今年はコロナの影響で、夏休みなんてあるのかないのかわからないという方多いことと思います。

時間もないし、環境が環境で、どこにも出かけられない状況になっているのではないでしょうか?

1月からはじまったコロナの感染拡大で、国内はまだしも、海外へ出ることがとっても難しくなりましたよね。これから先、いつになったら海外へ出られるようになるのか検討がつかず、悲しい限りです。

小さいころから海外が舞台の物語が好きでした。自分の置かれた環境とは全く違う世界へ行くことができるから。子供の頃は海外旅行は夢のまた夢、お話の中だけの世界だったので、本を読んでいる間だけ、その国の雰囲気を味わうことができで、私にとってはとても大切な時間でした。

さて、今回のコロナで大変な被害を被っているイタリア。残念ながら私はまだ行ったことがなくて、いつか絶対に行きたい国なのです。
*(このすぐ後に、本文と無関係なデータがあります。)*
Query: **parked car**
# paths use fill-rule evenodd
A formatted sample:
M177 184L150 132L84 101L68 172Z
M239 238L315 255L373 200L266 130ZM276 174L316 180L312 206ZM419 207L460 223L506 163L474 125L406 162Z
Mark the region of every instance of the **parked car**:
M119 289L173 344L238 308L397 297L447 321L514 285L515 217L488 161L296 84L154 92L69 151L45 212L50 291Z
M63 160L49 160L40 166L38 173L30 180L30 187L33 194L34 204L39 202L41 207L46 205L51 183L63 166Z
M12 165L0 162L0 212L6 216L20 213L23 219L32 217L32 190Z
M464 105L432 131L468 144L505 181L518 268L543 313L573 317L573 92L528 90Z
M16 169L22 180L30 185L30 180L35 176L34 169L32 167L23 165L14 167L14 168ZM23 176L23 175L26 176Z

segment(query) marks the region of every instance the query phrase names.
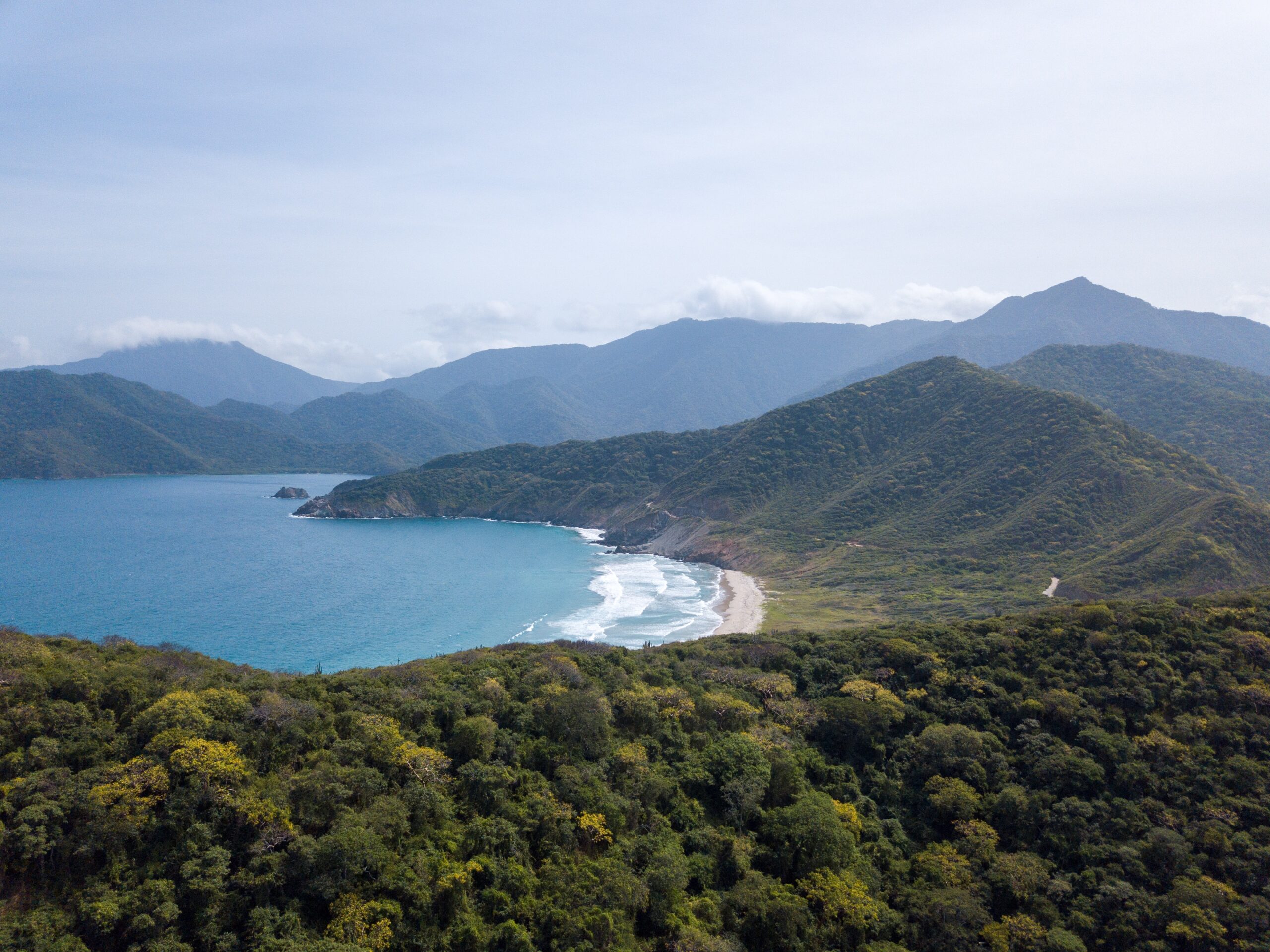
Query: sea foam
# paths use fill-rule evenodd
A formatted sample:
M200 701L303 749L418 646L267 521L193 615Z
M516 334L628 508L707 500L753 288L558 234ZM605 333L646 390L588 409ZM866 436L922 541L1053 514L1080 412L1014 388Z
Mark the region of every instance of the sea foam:
M719 570L663 556L597 552L589 589L599 604L551 619L542 631L574 641L605 640L627 647L709 635L723 621L715 611Z

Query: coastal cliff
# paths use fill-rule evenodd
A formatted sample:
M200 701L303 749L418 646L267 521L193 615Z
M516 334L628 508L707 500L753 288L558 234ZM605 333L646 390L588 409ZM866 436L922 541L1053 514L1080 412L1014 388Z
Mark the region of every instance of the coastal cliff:
M752 569L756 557L724 534L724 527L696 515L674 515L665 509L622 506L589 510L577 501L563 506L461 505L446 508L434 498L419 501L409 493L389 493L377 501L359 503L337 494L315 496L295 515L311 519L500 519L538 522L599 529L603 542L618 552L650 553L709 562L720 569ZM634 510L634 514L632 514Z
M1055 576L1058 597L1270 581L1261 499L1088 401L954 358L715 430L444 457L298 514L597 528L771 579L781 611L814 603L800 625L1034 605Z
そのイタリアに惹かれたのは、実は塩野七生さんの小説。「チェーザレ・ボルジアあるいは優雅なる冷酷」が最初です。

それまで、私にとってイタリアは絵画が通してだけ知っている国でした。ルネッサンスの名画の数々、天才画家たち。

それが一転、イタリアという国がたどってきた歴史に触れさせてくれたのが、塩野さんの小説でした。

塩野さんといえば、今では「ローマ人の物語」で有名で、小説家というよりは歴史家みたいにとらえられていますが、私はその前に出版された歴史小説が好きでした。ただ歴史を再現するのではなく、フィクションに彩られて、本当にワクワク、ドキドキ。そのころは、あまりよくわかっていなかったイタリアの歴史を学べる小説。知的好奇心と、単純に物語の行方を追う楽しさと両方を味わうことができて、すっかり夢中になりました。

そこで、この夏、なかなか外出がままならない今、塩野ワールドでちょっと別世界を味わってみませんか?

お勧めするのは、地中海をめぐる3部作「コンスタンティノープルの陥落」「ロードス島攻防記」「レパントの海戦」。

キリスト教を背景にした西欧の国々とイスラム教を背景にしたオスマン・トルコとの攻防を描いています。

面白いのは対峙するどちらの側にも魅力的な人物が描かれていて、どちらが善でどちらが悪でもなく、ただただその瞬間の出来事にその人物たちがどんな行動をとるかをはらはらしながら追いかけるような物語です。

「男たちへ」なんていうエッセイも出されている塩野さん、描かれている男性たちがまた魅力的で、ぐんぐん物語に引き込まれます。

今の日本を離れ、時間も場所も越えて、少しの間別世界を味わってみませんか?